Guest Article: BC – Before Cancellara
@wiscot is at it again. He is the Velominati historian and I’m always pleased when more of his writing arrives at the bunker. Luckily for all of us, cycling has a long history, most of which we are unaware of. This was not taught at school. Any article that includes the words Spartacus and Hour Record in the first paragraph already has my attention. Read on.
Yours in Cycling, Gianni
When Fabian Cancellara inevitably retires, his palmares will be astounding: the grand tour stage wins, the leader’s jerseys, the multiple wins in the monuments, but above all, he will be remembered and revered for his powerful time trialing abilities. On his day, the big Swiss turbo could fly over a course faster than anyone with ample style and class to spare. Indeed, when it comes to panache and power, few equal Spartacus. If rumor is to be believed, he is going to attempt the Hour Record before he retires and only a fool would bet against him.
However, as in all things cycling, there are precedents and precursors. For Fabian, I’d like to put up one Daniel Gisiger as Exhibit A. Born in Baccarat in 1954, this Swiss rider had a highly respectable career with 44 listed wins. If it comes to pass that Cancellara begins the last few years of his career with an hour record attempt, Gisiger began his in June 1977 when he set a new amateur record of 46kms 745m. Bear in mind that this was only 1686 meters less than Merckx’s 1972 record that was done at the height of his career and at altitude. Gisiger did his at the Hallenstadion in Switzerland – high, but not as high as Mexico. And, as we know, Cancellara will have to use a bike very similar to that used by Merckx and Gisiger and will likely go to altitude.
Over his career Gisiger excelled at the race of truth just as the art of competing against the clock was becoming a highly specialized aspect of the sport. No more the jersey tucked into the shorts and a pair of light wheels on the regular road bike for the TT. By the early 1980s skinsuits were becoming de rigeur and manufacturers were coming out with more and more special aero gear to cater to the TT boys. (By the mid-to-late 1980s the “funny bike” craze was red hot but the UCI finally ensured that that kind of out-of-the-box thinking and development had its lid firmly shut).
In the early 1980s pedigreed time trials such as the Grand Prix des Nations and Baracchi Trophy were still mainstays of the calendar and the big names took them seriously. A quick review of the past winners of both reads like a “who’s who” of the sport. These races were not some Tour of Beijing/Japan Cup-type end-of-season filler for those looking for an autumnal jaunt to save a season or a contract, but hard fought races that carried huge prestige.

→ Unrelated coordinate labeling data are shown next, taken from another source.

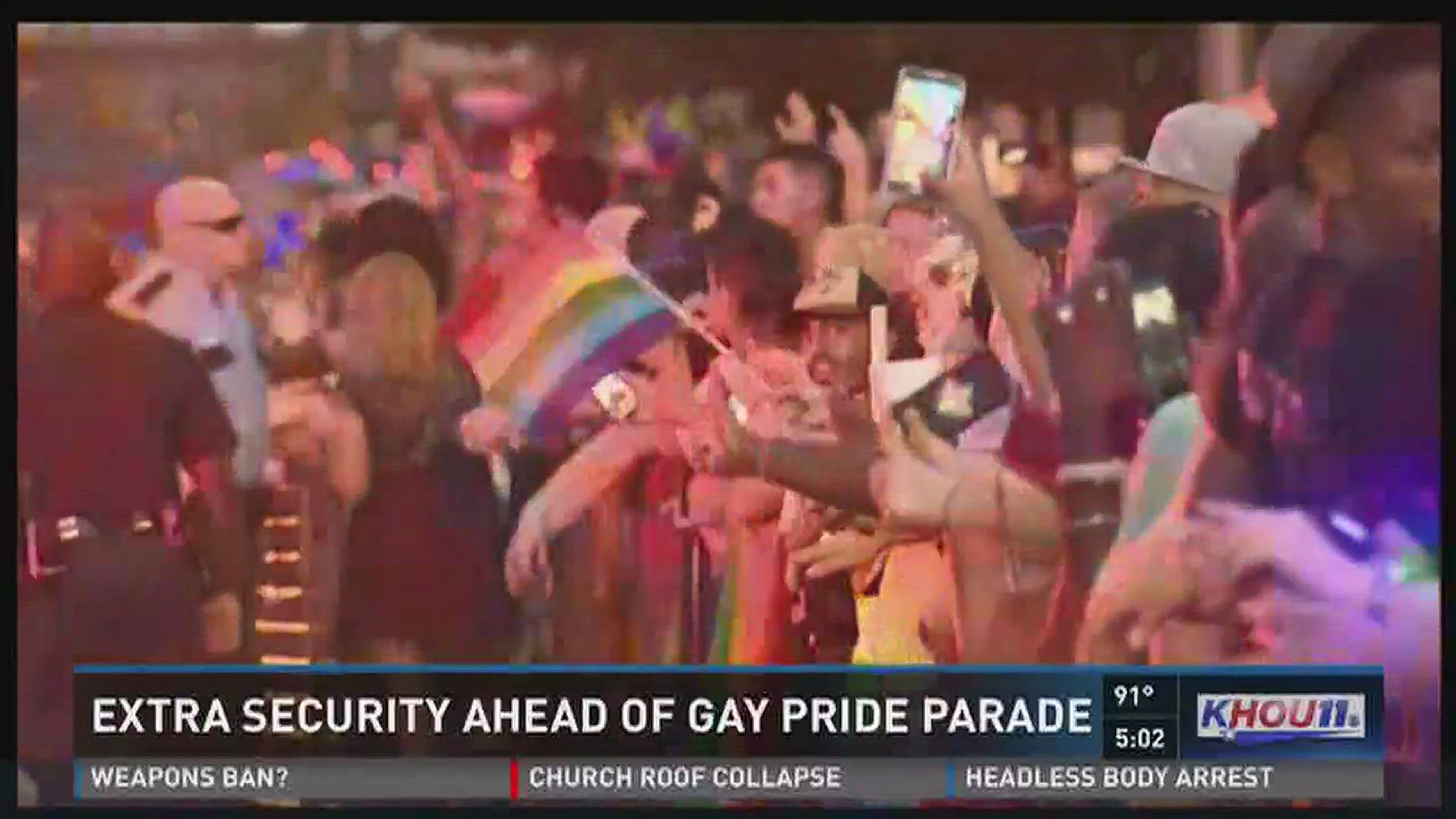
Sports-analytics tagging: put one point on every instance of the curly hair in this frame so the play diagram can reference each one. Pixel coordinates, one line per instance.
(392, 318)
(759, 262)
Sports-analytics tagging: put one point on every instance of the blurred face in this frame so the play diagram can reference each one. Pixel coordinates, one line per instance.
(705, 213)
(837, 352)
(1043, 184)
(663, 382)
(912, 235)
(363, 316)
(1386, 161)
(221, 243)
(783, 196)
(522, 212)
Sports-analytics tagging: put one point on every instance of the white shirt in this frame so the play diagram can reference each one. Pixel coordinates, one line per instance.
(184, 308)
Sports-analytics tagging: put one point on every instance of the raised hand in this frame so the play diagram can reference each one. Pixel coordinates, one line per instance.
(800, 126)
(528, 560)
(965, 184)
(908, 488)
(485, 430)
(845, 142)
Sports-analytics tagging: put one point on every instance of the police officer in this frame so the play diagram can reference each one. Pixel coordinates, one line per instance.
(108, 409)
(187, 290)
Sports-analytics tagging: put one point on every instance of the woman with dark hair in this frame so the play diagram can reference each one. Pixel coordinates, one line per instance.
(398, 223)
(1327, 404)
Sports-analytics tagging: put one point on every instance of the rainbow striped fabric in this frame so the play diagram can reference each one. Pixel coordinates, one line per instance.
(587, 319)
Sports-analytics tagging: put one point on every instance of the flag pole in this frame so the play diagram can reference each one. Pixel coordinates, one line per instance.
(676, 308)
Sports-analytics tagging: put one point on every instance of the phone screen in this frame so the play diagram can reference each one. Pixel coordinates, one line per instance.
(617, 397)
(922, 130)
(962, 397)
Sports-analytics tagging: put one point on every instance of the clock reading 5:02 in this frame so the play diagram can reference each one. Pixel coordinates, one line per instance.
(1145, 738)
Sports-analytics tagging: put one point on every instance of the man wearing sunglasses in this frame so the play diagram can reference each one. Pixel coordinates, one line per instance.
(185, 289)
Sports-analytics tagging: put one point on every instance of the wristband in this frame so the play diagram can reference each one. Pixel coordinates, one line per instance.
(762, 458)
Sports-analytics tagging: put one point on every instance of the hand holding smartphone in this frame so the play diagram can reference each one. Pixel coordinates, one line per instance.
(617, 397)
(924, 124)
(949, 400)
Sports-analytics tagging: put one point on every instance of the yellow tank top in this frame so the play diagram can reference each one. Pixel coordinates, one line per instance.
(915, 586)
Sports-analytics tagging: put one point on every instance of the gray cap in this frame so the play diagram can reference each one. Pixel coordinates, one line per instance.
(1200, 145)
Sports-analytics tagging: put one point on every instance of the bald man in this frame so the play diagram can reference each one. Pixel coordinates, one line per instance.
(185, 289)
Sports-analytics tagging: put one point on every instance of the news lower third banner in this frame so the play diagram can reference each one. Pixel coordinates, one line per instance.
(378, 733)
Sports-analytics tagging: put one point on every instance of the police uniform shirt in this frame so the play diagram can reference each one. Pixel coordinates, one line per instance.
(108, 407)
(178, 302)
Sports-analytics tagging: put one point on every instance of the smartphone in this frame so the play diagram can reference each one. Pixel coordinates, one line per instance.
(960, 397)
(739, 410)
(925, 115)
(617, 397)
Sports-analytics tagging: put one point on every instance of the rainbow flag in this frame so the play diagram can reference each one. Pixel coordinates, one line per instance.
(587, 321)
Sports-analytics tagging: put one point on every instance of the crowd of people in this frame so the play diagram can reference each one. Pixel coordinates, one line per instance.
(759, 500)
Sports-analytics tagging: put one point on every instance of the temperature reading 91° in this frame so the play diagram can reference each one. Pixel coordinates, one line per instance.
(1141, 695)
(1128, 695)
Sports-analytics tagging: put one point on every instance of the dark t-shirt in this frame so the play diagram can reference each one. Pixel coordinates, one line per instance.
(108, 409)
(1332, 392)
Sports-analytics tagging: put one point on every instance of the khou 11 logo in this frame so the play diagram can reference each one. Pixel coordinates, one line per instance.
(1256, 719)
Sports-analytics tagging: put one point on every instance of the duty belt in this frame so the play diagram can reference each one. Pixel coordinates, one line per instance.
(46, 544)
(164, 525)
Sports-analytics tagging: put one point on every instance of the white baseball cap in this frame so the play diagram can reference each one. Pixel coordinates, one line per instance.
(1199, 145)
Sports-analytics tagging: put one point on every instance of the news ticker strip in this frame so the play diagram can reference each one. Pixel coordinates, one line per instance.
(1114, 714)
(689, 780)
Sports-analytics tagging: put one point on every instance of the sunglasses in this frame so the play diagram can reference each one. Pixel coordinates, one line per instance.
(228, 224)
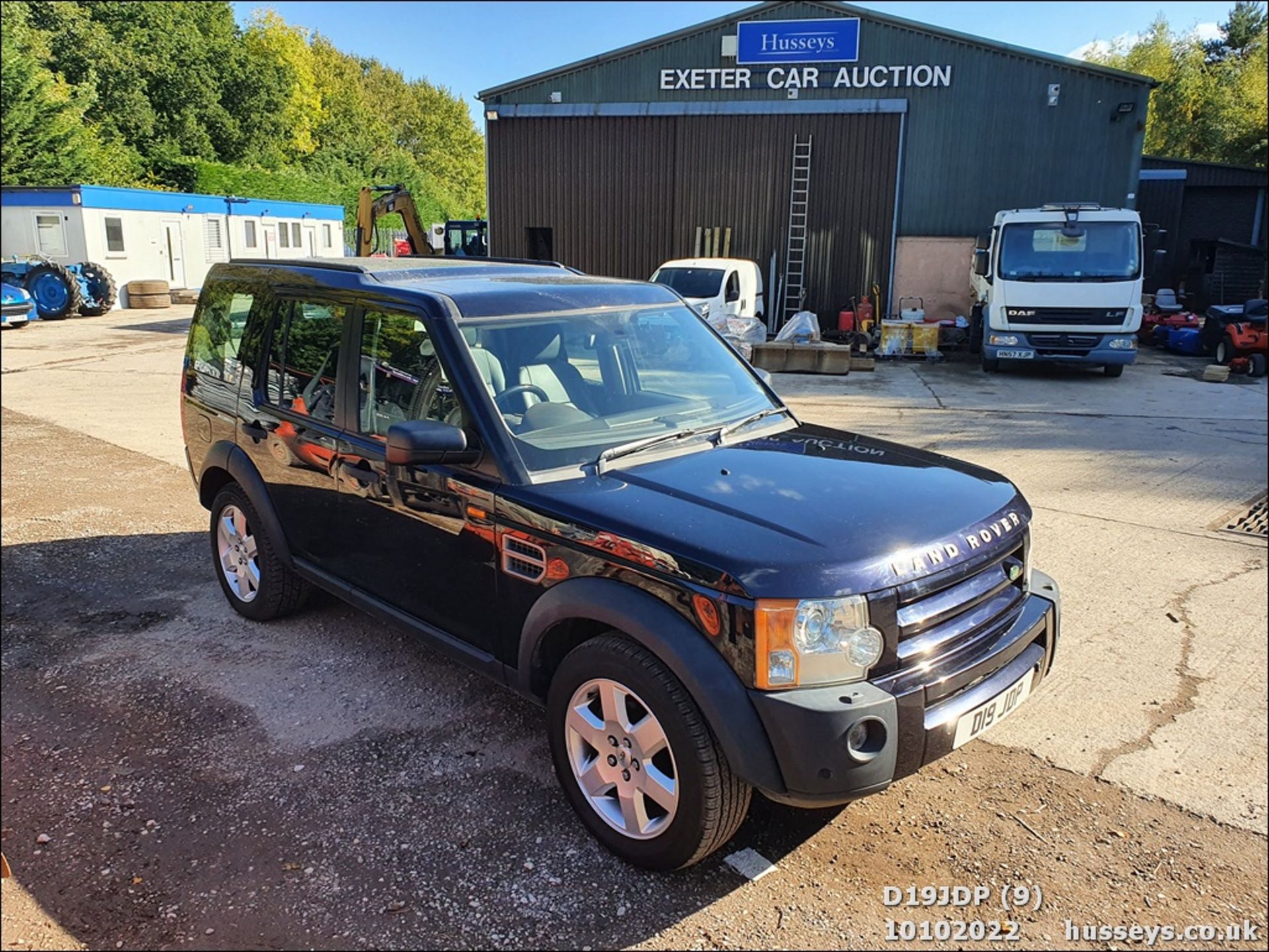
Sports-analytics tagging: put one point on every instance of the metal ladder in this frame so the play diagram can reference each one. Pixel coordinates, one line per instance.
(794, 255)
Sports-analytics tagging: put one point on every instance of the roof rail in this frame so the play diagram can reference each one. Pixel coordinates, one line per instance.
(362, 266)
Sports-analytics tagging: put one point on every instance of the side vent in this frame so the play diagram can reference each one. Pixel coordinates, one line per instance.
(523, 560)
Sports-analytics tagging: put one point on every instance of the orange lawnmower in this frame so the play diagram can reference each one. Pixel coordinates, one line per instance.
(1244, 345)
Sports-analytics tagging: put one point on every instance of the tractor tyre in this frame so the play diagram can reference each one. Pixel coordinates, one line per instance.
(54, 289)
(102, 289)
(1226, 350)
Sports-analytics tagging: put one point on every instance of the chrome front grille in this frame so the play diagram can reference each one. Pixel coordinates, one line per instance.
(933, 625)
(1067, 316)
(1065, 343)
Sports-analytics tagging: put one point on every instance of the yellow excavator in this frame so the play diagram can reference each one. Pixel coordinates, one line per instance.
(453, 237)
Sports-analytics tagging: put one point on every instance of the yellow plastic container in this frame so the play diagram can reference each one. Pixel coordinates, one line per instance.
(896, 338)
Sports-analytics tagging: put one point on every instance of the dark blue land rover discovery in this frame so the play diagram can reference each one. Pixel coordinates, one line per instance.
(575, 486)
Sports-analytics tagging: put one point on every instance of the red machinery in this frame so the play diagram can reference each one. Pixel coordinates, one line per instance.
(1154, 318)
(1245, 342)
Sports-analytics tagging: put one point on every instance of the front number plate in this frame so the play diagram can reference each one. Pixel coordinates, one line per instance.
(987, 715)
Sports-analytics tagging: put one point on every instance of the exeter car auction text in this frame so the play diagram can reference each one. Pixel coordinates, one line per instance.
(809, 78)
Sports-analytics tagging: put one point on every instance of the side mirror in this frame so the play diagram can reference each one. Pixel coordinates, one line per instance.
(981, 263)
(416, 441)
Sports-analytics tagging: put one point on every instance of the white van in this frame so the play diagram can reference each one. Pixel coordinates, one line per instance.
(716, 287)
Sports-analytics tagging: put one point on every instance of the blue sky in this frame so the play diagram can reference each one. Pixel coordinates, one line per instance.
(474, 46)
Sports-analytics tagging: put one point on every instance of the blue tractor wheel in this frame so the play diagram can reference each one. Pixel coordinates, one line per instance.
(55, 291)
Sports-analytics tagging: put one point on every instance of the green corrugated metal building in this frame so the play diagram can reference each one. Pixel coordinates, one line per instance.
(619, 163)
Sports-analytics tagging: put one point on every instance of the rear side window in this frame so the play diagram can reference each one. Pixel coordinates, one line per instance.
(212, 364)
(303, 358)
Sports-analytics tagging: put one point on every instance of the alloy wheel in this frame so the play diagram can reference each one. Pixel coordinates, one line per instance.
(621, 758)
(239, 553)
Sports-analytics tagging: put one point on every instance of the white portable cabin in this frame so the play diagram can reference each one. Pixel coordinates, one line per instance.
(172, 236)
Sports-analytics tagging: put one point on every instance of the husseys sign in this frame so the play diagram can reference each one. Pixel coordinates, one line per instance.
(761, 44)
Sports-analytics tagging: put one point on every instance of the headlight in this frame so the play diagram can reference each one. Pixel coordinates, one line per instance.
(814, 641)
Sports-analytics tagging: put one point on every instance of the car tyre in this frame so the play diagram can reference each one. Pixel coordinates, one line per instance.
(256, 582)
(617, 694)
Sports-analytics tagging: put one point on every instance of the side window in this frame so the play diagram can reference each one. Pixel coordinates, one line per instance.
(114, 236)
(303, 358)
(579, 346)
(212, 364)
(50, 235)
(400, 377)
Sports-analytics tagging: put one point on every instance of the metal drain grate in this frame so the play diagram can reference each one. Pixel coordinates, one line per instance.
(1252, 521)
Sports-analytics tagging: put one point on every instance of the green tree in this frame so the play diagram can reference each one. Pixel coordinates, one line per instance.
(176, 95)
(1240, 34)
(44, 139)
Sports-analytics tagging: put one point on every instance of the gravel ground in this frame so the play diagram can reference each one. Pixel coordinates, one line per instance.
(176, 776)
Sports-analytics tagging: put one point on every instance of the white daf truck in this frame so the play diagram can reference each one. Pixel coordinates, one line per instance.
(1060, 283)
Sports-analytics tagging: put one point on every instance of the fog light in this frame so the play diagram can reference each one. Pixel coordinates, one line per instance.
(858, 735)
(863, 647)
(779, 669)
(866, 739)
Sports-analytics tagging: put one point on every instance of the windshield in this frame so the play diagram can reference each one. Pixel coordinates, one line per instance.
(1041, 252)
(691, 281)
(571, 386)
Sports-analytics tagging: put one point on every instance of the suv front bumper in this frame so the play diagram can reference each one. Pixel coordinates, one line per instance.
(808, 728)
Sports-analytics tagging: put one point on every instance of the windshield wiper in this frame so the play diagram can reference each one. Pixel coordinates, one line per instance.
(626, 449)
(751, 419)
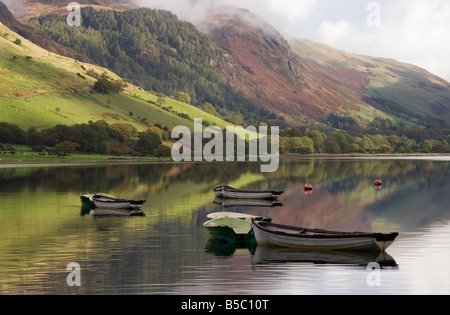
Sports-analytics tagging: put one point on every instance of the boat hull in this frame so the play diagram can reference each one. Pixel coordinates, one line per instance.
(229, 228)
(303, 239)
(227, 192)
(115, 203)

Indeed, before there was an official World Time Trial Championship race the Nations was the de facto world TT championship. When Gisiger rode it it was held over two laps of a brutal circuit in Cannes. How tough? In 1988 I watched the race from the roadside and to be fair, it should have been classified a hilly TT. This was no settle-into-your-rhythm race, it required massive concentration, quick reflexes and great bike handling skills as it snaked and twisted around the city. Gisiger excelled in both races winning the Nations in 1981 and 1983. In 1982 he was second to Bernard Hinault by a scant 2 seconds; third place finisher was Bert Oosterbosch at a whopping 2:29 back. And when he won in 1983 he beat Lemond by 1:47 and Oosterbosch (again) by 2:53. The Swiss tester also won the Baracchi in 1981 (with Serge Demierre), 1982 (with Italian ace Roberto Visentini) and 1983 (with Silvano Contini).
So, let’s look closer at the evidence that Gisiger was a top tester. His wins are written in the record books, but the images complete the story. The physique: muscular, lean and powerful; the position: sweet flat back; the bike stripped to the bare minimum with half-taped handlebars which are drilled to allow the brake cables to be hidden and keep the cockpit clean. The early aero brakes. No helmet, no shoe covers, no disc wheels. There’s something beautifully elegant and minimalist about this which is marvelously appropriate: it is purely man against course and clock. The helmets, sunglasses and aero bikes of today give the riders a somewhat otherworldly appearance that I feel engenders a disconnect between spectator and rider. It’s like watching Formula One: you see the car and driver but not the full human effort required.
If his TT abilities weren’t enough, Gisiger rode””and won””in all other aspects of the sport. In addition to the TT wins cited above there were 4 Swiss National track championships, 6 Six Day races (including the Zurich six day race with fellow Swiss powerhouse Urs Freuler when both rode for Atala), 11 criteriums, 5 road races and 5 road stages. And, to top it all, that 1977 Amateur World Hour Record. As if this was not enough, Gisiger rode his prime years in the Malvor-Bottechia, Cilo-Aufina and Atala team colors making him one of the lucky riders who spent most of his career in classic team kit.
Daniel Gisiger’s career will never match that of Cancellara. There are no monument trophies or yellow jerseys in his closet. What we do have is a rider who was a versatile champion of the sport. He rode in an age of transition, between the tried and true ways of cycling that had changed little from the 50s and 60s, into an age of great technological development and a more scientific approach to performance. To wit: his trainer was Paul Kochli, the Swiss guru who would go on to work with the likes of Bernard Hinault, Steve Bauer, Andy Hampsten and Greg Lemond at La Vie Claire, honing the physical potential of his charges with a more scientific approach to diet and training. Known to be a staunch anti-doping advocate, Kochli left the sport in the early 1990s as the drug scene became too rampant to ignore. Gisiger was an early beneficiary of his tutelage and made a bold mark upon the sport. His name is rarely head these days but should be remembered more fondly: all sports have their eras and associated champions, but there are always transitional figures who get swept aside by the narrative of history. Daniel Gisiger was one such rider: a fearsome competitor against the clock be it on the boards or the road. If and when Cancellara goes for the hour, I hope Gisiger is watching his countryman with the satisfaction of knowing that he helped pave the way.